Transcript: Migration Sensations

Narration: Basically, scientists believe that the ancestry of every person alive today can be traced back to east Africa. There, nearly 200,000 years ago, human beings evolved for the next 150,000 years or so, these early humans remained within the confines of Africa.

Henry Louis Gates Jr.: Your maternal haplogroup is called L0A. It’s a subgroup of the most ancient haplogroup of all, which arose about 150,000 years ago in Africa.

Narration: Eventually, about 50,000 years ago, a few of these people decided it was time to move, beginning what would become humanity’s most remarkable migration. Over the millennia that followed, their descendents gradually expanded to the east and the north.

Gates: Your haplogroup arose soon after human beings first left Africa and appears to have spread rapidly reaching southeastern Asia. And at that time the ice age would have made that area comparable to arctic regions today. That’s where you’re people were hanging out under all that snow and ice.

Yamaguchi: Yikes, crazy.

Gates: Maybe that’s why you ice skate. You just took to it naturally, those genes just kicked in.

Yamaguchi: It pulled me in.

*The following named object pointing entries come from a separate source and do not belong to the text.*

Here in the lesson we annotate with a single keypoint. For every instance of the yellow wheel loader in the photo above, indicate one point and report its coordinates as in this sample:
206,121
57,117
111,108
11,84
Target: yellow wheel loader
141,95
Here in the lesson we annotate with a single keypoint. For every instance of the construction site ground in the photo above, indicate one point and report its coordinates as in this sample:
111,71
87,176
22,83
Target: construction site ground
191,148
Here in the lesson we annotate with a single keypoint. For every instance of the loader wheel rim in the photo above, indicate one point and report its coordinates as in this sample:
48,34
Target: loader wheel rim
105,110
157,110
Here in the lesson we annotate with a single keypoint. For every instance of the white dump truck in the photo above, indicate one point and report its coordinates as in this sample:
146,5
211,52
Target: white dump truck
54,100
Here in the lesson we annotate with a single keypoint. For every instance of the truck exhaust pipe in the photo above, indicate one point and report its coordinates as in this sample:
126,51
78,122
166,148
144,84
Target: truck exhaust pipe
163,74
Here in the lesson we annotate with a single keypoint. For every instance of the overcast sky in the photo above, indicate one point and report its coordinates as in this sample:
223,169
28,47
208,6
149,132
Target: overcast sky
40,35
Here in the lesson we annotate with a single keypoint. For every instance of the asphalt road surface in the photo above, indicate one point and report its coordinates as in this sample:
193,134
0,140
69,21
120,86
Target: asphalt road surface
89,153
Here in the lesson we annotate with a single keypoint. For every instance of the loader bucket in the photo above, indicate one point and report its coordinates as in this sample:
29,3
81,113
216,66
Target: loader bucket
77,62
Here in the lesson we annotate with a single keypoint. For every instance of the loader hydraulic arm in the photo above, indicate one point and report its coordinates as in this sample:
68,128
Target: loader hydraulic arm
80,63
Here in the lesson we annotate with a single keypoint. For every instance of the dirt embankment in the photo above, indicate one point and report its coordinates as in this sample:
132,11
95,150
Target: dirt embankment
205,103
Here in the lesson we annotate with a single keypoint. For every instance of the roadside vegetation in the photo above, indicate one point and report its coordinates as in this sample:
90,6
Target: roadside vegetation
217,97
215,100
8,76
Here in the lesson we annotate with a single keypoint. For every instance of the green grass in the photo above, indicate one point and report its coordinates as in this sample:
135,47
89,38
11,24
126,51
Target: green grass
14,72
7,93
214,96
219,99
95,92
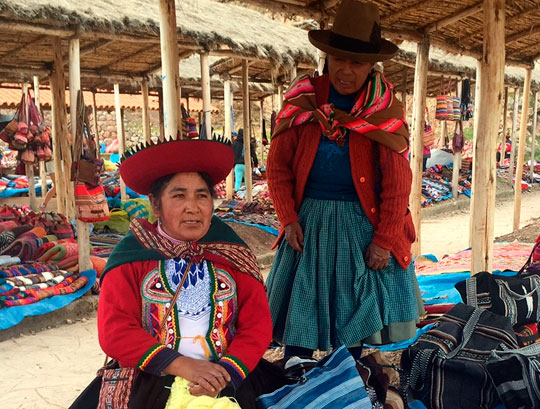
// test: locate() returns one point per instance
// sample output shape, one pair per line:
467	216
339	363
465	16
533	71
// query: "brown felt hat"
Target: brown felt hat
355	34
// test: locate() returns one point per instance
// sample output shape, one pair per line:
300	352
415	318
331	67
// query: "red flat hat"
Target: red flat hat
141	167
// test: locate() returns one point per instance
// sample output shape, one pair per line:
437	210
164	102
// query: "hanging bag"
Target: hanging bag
333	382
514	297
446	365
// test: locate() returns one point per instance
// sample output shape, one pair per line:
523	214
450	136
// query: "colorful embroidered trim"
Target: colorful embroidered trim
235	363
149	355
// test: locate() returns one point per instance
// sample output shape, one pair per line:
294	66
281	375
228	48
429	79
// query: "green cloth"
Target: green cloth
129	249
326	296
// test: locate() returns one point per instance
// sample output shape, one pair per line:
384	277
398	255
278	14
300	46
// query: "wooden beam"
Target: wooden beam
120	135
522	145
247	126
205	80
490	102
169	70
417	147
437	25
59	123
522	34
533	135
145	112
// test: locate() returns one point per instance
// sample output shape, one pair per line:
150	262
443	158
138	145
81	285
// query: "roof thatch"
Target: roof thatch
455	26
120	39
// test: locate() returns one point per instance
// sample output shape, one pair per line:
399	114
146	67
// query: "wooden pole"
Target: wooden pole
169	66
205	79
120	135
417	147
227	133
533	135
261	120
510	176
146	113
522	145
321	61
161	113
42	170
83	229
29	168
489	113
503	138
96	126
247	121
59	123
457	161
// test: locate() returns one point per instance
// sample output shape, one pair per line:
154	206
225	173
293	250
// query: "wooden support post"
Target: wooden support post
510	176
161	113
247	123
205	79
404	92
417	147
42	170
503	136
457	161
29	168
59	123
96	126
321	61
83	229
120	135
280	97
261	120
146	114
227	132
533	135
489	111
169	66
522	145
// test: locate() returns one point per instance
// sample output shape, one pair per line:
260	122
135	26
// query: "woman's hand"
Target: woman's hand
206	378
376	257
295	236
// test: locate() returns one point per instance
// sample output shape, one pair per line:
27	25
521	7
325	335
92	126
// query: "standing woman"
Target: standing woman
340	182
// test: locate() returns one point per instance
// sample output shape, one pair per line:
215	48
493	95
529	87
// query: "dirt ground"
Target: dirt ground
48	369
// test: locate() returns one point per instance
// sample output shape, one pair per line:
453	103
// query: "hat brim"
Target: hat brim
144	167
321	40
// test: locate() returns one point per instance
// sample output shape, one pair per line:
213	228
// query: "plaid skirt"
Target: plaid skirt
327	297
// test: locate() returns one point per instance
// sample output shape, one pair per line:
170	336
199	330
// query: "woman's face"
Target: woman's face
185	207
347	76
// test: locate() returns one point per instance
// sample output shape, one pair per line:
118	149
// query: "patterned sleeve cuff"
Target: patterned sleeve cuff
235	368
156	359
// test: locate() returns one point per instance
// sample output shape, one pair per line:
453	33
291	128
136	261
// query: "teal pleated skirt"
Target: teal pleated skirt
327	297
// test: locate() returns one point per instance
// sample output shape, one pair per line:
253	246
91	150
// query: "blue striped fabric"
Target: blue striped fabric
334	383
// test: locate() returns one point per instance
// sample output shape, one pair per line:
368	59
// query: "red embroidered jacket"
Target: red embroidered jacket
135	296
291	157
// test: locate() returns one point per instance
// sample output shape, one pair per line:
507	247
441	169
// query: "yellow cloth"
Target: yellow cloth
180	398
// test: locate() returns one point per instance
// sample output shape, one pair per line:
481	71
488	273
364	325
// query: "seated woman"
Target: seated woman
184	296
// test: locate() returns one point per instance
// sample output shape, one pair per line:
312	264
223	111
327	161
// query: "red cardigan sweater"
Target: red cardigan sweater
291	157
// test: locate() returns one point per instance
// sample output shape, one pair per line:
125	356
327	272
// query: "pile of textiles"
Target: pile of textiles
437	184
53	223
259	213
25	283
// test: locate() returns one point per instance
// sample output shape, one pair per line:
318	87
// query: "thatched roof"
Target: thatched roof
455	26
120	39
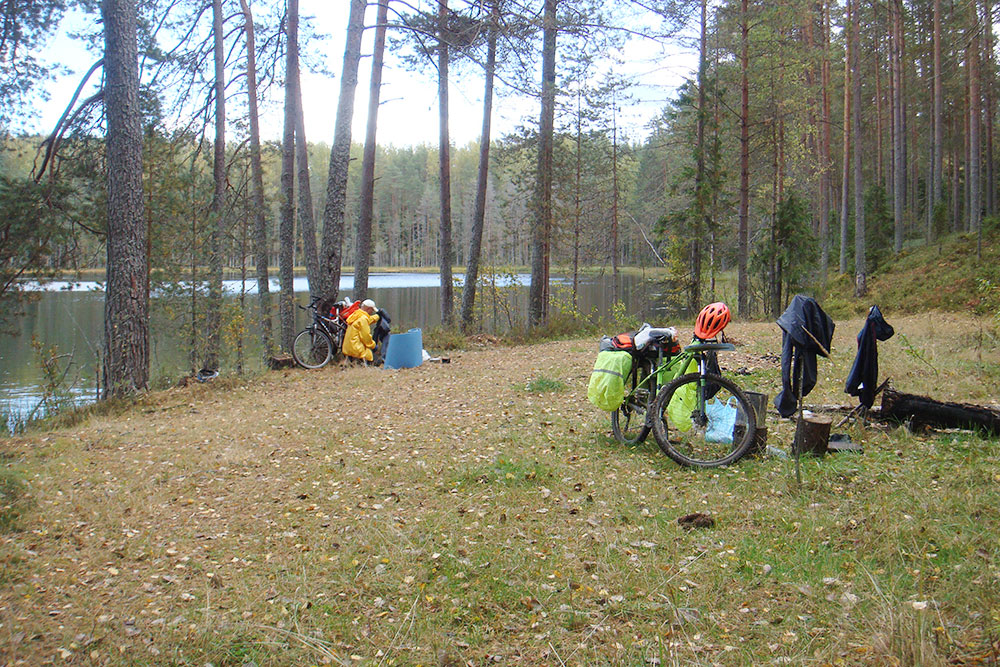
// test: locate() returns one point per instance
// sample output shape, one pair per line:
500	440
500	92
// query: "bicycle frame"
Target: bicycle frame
331	327
674	367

Where’s the ice?

Narration: Some ventured deep into Central and East Asia, eventually getting all the way to the Americas, some 16,000 years ago. Others wandered into the heart of Europe.

Gates: We found that you belong to haplogroup K. K moved into the British Isles from Germany. It patterns the Celtic expansion after the end of the last ice age. You have a very distinctive genetic…

Streep: We’re the ones that can do all the accents.

Narration: Each haplogroup, each major branch on every human family tree, sprouted other, smaller branches – over time giving rise to collections of extended families, each of which shares a common genetic signature. Every person alive today descends from these families.